AI summarization (2024)

Summarize documents, text, and more with generative AI and LLMs

Use Google’s large language models (LLMs), generative AI, and Google Cloud services to summarize documents and text.

New customers get up to $300 in free creditsto try Vertex AI and other Google Cloud products.

New customers get up to $300 in free credits on signup to apply towards a document summarizing solution.

Overview

What is AI summarization?

Put simply, AI summarization is the use of AI technologies to distill text, documents, or content into a short and easily digestible format. For example, AI summarization can use natural language processing or understanding to condense a long PDF and restate its most important takeaways in just a few sentences.

What is the best AI for summarization?

The best AI for summarization varies depending on your goals. Google's Gemini can help you summarize text, code, scripts, musical pieces, email, letters, and more for personal use. For more advanced summarization, including for research and business intelligence purposes, the Vertex AI PaLM API can extract a summary of the most important information from text using summarization prompts.

Is there an AI that summarizes documents?

Google Cloud's Document AI uses generative AI to easily generate customizable (length and other variables can be changed based on preferences) summaries for documents. And with Document AI Warehouse, users can get answers to natural language questions about their documents.

What are the benefits of AI summarization?

The benefits of AI summarization range from cost savings to improved accessibility to information. AI summarization can help businesses and organizations save time and money when producing research, business intelligence, or insights. AI-powered summarization can extract key information from news articles, research, legal and financial documents, technical literature, and even customer feedback. Summartization, then, means moretime acting on information instead of sifting throughit.

What are the challenges of AI summarization?

There are a number of challenges associated with AI summarization, mostly the use of immature technology or improperly-tuned AI. AI summarization machine learning (ML) models can sometimes lack context, leading to uninformative summaries. Summarizations can also be biased, depending on the AI used and how it was trained, resulting in inaccurate or factually incorrect results. But with the proper AI, ML training, and services in place many of these issues can be minimized or potentially avoided.

How It Works

AI summarization uses machine learning (ML) models to generate a concise synopsis from text, documents, etc. There are two primary types of AI summarization: extractive and abstractive. Extractive summarization leverages statistical methods to identify sentences that are most likely to be important.
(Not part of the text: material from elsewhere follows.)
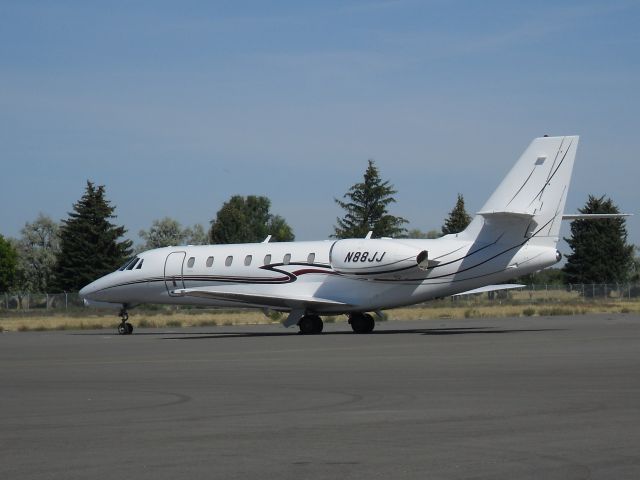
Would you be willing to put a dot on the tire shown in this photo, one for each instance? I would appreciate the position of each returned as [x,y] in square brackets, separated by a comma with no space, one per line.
[318,325]
[306,325]
[362,323]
Abstractive summarization generates new sentences that summarize the main points of the original text.

AI summarization (3)

Common Uses

Summarize using LLMs

Deploy an AI summarization solution in the Google Cloud console

Launch a Google-recommended, preconfigured solution that uses generative AI to quickly extract text and summarize large documents.

Try it free

Deploy an AI summarization solution in the Google Cloud console

Launch a Google-recommended, preconfigured solution that uses generative AI to quickly extract text and summarize large documents.

Try it free

Document summarization

Build a document summarizer in the Google Cloud console

In this guide, you'll create a document summarizer processor, upload a sample document for processing, and create a custom processor version to adjust the summary structure. The guide will also cover how to enable Document AI in a Google Cloud project and use the document summarizer.

Start building

Build a document summarizer in the Google Cloud console

In this guide, you'll create a document summarizer processor, upload a sample document for processing, and create a custom processor version to adjust the summary structure. The guide will also cover how to enable Document AI in a Google Cloud project and use the document summarizer.

Start building

Generative AI summarization

Summarize text content using generative AI (code sample)

This code sample lets you summarize text content using a publisher text model using Vertex AI. Sample code is viewable in Google Cloud documentation and on GitHub.

View sample

Summarize text content using generative AI (code sample)

This code sample lets you summarize text content using a publisher text model using Vertex AI. Sample code is viewable in Google Cloud documentation and on GitHub.

View sample

Start summarizing with AI

New customers get $300 in free credits towards Document AI

Try gen AI summarization in Vertex AI

AI summarization (16)

Generative AI on Google Cloud

AI summarization (17)

AI-powered code assistance

AI summarization (18)

Browse foundation models

AI summarization (2024)
Top Articles
Latest Posts
Article information

Author: Pres. Carey Rath

Last Updated:

Views: 6128

Rating: 4 / 5 (41 voted)

Reviews: 88% of readers found this page helpful

Author information

Name: Pres. Carey Rath

Birthday: 1997-03-06

Address: 14955 Ledner Trail, East Rodrickfort, NE 85127-8369

Phone: +18682428114917

Job: National Technology Representative

Hobby: Sand art, Drama, Web surfing, Cycling, Brazilian jiu-jitsu, Leather crafting, Creative writing

Introduction: My name is Pres. Carey Rath, I am a faithful, funny, vast, joyous, lively, brave, glamorous person who loves writing and wants to share my knowledge and understanding with you.